Obama’s Iranian Dealmaking Furthers a Dangerous Precedent

One of the most bizarre storylines of these Olympic games has been that of U.S. swimmer Ryan Lochte. He made headlines after weaving a tale of being robbed at gunpoint by men dressed as police after leaving a party late on Sunday. Little of it turned out to be true. Someone did in fact brandish a gun at Lochte, but it was a gas station security guard who was trying to prevent Lochte from leaving the scene after the swimmer vandalized the store. Lochte, and other members of the swim team who were with him, asked how much they needed to pay for the damages, they handed over $50, and they left.

Lochte’s story later broke down under scrutiny, but even still, his apology attempted to bend the facts to his benefit.

“I want to apologize for my behavior last weekend – for not being more careful and candid in how I described the events of that early morning,” Lochte wrote in a statement on Instagram. “It’s traumatic to be out late with your friends in a foreign country – with a language barrier – and have a stranger point a gun at you and demand money to let you leave.”

At the same time as Lochte’s disastrous lie was unfolding, President Obama also found himself caught in a web of his own misstatements.

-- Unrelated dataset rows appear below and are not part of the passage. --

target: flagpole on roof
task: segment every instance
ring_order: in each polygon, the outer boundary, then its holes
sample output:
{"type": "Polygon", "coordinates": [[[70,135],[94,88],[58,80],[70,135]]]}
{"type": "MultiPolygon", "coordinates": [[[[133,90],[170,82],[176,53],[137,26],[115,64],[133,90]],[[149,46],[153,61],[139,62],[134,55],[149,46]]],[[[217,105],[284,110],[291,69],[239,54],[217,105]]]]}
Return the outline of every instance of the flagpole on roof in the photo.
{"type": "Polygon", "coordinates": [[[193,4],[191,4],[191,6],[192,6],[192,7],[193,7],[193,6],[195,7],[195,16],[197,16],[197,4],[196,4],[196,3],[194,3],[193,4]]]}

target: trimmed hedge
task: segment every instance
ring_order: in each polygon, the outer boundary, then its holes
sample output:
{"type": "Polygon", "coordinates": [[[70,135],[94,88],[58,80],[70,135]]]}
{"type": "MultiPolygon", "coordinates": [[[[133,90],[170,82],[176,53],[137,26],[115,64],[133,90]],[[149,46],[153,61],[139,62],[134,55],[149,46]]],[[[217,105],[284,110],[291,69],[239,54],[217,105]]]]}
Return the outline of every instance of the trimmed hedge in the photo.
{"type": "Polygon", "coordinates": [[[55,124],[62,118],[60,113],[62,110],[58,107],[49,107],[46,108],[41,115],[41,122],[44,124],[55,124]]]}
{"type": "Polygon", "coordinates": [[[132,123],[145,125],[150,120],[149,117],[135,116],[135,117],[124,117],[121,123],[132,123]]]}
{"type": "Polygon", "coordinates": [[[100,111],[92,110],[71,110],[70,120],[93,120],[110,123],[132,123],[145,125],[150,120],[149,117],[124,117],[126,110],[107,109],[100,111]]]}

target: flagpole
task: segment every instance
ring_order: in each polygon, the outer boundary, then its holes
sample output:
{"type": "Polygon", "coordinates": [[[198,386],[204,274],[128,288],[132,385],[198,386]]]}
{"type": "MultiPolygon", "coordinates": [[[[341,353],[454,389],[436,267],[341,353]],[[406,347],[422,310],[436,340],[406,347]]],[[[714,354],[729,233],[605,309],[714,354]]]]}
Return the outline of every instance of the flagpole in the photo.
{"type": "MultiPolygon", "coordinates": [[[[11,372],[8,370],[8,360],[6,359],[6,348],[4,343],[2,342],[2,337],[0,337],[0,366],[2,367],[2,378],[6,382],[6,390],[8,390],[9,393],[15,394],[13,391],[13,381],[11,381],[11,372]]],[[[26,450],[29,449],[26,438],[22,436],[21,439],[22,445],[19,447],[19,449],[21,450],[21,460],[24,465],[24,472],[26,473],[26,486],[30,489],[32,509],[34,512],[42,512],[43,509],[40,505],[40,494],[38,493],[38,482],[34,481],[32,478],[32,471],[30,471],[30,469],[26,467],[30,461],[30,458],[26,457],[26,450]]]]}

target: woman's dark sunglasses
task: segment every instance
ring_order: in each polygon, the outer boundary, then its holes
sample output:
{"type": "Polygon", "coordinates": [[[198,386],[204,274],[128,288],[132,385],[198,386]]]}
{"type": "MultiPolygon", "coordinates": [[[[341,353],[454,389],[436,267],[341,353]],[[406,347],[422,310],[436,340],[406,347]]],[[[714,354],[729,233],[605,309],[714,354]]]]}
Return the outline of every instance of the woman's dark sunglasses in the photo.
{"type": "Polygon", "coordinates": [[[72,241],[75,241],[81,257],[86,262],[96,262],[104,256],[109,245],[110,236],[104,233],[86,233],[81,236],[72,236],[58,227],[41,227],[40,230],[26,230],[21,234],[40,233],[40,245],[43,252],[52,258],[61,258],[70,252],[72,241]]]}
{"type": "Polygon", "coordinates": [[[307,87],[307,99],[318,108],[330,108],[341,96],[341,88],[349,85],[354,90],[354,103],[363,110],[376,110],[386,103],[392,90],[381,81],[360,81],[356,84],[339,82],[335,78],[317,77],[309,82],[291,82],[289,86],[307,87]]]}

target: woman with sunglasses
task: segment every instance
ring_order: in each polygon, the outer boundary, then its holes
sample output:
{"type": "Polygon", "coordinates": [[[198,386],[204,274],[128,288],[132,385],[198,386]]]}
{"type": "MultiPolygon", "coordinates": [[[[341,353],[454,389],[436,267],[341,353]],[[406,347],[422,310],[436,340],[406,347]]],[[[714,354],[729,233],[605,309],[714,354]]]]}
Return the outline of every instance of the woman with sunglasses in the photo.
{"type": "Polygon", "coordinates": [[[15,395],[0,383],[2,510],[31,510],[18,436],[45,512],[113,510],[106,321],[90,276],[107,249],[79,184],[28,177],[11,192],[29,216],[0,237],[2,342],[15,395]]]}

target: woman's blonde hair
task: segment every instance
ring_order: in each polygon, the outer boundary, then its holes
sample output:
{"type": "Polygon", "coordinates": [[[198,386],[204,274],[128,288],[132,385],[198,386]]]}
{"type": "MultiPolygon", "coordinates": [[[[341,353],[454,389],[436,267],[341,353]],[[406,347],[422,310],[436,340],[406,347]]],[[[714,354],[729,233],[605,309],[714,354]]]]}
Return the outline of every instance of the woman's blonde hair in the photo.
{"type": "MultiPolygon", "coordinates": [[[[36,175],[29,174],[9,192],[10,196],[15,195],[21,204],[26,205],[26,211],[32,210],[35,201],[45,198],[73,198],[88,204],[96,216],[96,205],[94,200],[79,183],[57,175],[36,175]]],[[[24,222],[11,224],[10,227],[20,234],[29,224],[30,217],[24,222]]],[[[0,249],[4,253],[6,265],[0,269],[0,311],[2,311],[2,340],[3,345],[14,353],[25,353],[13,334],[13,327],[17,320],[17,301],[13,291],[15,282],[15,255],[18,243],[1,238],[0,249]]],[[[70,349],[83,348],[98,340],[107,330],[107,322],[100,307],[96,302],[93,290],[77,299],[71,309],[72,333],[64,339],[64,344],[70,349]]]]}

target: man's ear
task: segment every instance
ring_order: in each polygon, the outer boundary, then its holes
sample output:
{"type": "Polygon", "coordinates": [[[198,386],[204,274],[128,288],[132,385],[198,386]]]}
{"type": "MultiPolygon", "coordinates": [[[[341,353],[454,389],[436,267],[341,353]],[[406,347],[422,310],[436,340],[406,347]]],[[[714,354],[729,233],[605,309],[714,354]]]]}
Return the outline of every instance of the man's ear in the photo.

Earlier this month the Wall Street Journal published a story detailing how the Obama administration shipped $400 million in euros, Swiss francs and other currencies on an unmarked cargo plane to Iran the same day they released four American hostages. The Journal also reported that senior Justice Department officials, including the head of the national security division, objected to paying Iran hundreds of millions of dollars at the same time Tehran was releasing American prisoners precisely because Iran would view it as a ransom.

The White House flew into action to eliminate any talk of the “r” word, which would have been illegal under U.S. law.

“As we’ve made clear, the negotiations over the settlement of an outstanding claim…were completely separate from the discussions about returning our American citizens home,” State Department spokesman John Kirby told the Journal. “Not only were the two negotiations separate, they were conducted by different teams on each side, including, in the case of the Hague claims, by technical experts involved in these negotiations for many years.”

State Department spokespeople similarly attempted to deny any relationship between the money and the prisoner release, unequivocally stating that “there was no linkage” and arguing that this was “some kind of quid pro quo is just not accurate.”

But the Iranian government saw it differently.

“Taking this much money back was in return for the release of the American spies,” Gen. Mohammad Reza Naghdi, commander of the Revolutionary Guard’s Basij militia, said on Iranian media.

Seeing trouble on the horizon, the president jumped into the fray to carry the narrative fiction that this was something other than a cash-for-prisoners swap.

“We do not pay ransom for hostages,” Obama said in a press conference. “We didn’t here, and we won’t in the future, precisely because if we did  we’d start encouraging Americans to be targeted.”

But the evidence continued to pile up. The Journal discovered that U.S. officials refused to allow the plane full of cash to take off until the U.S. prisoners were in the air, a clear quid pro quo arrangement that flies in the face of the administration’s assurances of two separate transactions. And eventually, the White House buckled. Last Thursday, State Department spokesman John Kirby admitted that the U.S. “took advantage of the leverage” and that the “timing of the final transactions was linked.”

Sadly, little of this back and forth matters. The semantics of “ransom” versus “fortunate timing” doesn’t matter. What matters is what Iran believes and how that belief is impacting their actions. And on that front, President Obama’s actions have been a disaster. The Wall Street Journal writes:

But the hard reality of geopolitics is about more than what a U.S. President chooses to believe. And if Mr. Obama is right that he paid no ransom, then how does he explain that Iran has taken three more Americans as hostages since those January payments? An unhappy coincidence?

What matters to American credibility is what the mullahs of Iran believe. And it’s obvious they believe that arresting and holding Americans in Iran is a useful way to extract money and other concessions from the United States. Their latest demand is for the U.S. to hand over $2 billion in Iranian funds that have been frozen for the victims of Iranian-sponsored terrorism. The thugs of the world don’t care what Mr. Obama believes. They care only that he shows them the money—then they’ll release their hostages.

And then they’ll use the money to finance continued proxy wars in the Middle East. Ransom or not, that’s a terrible outcome.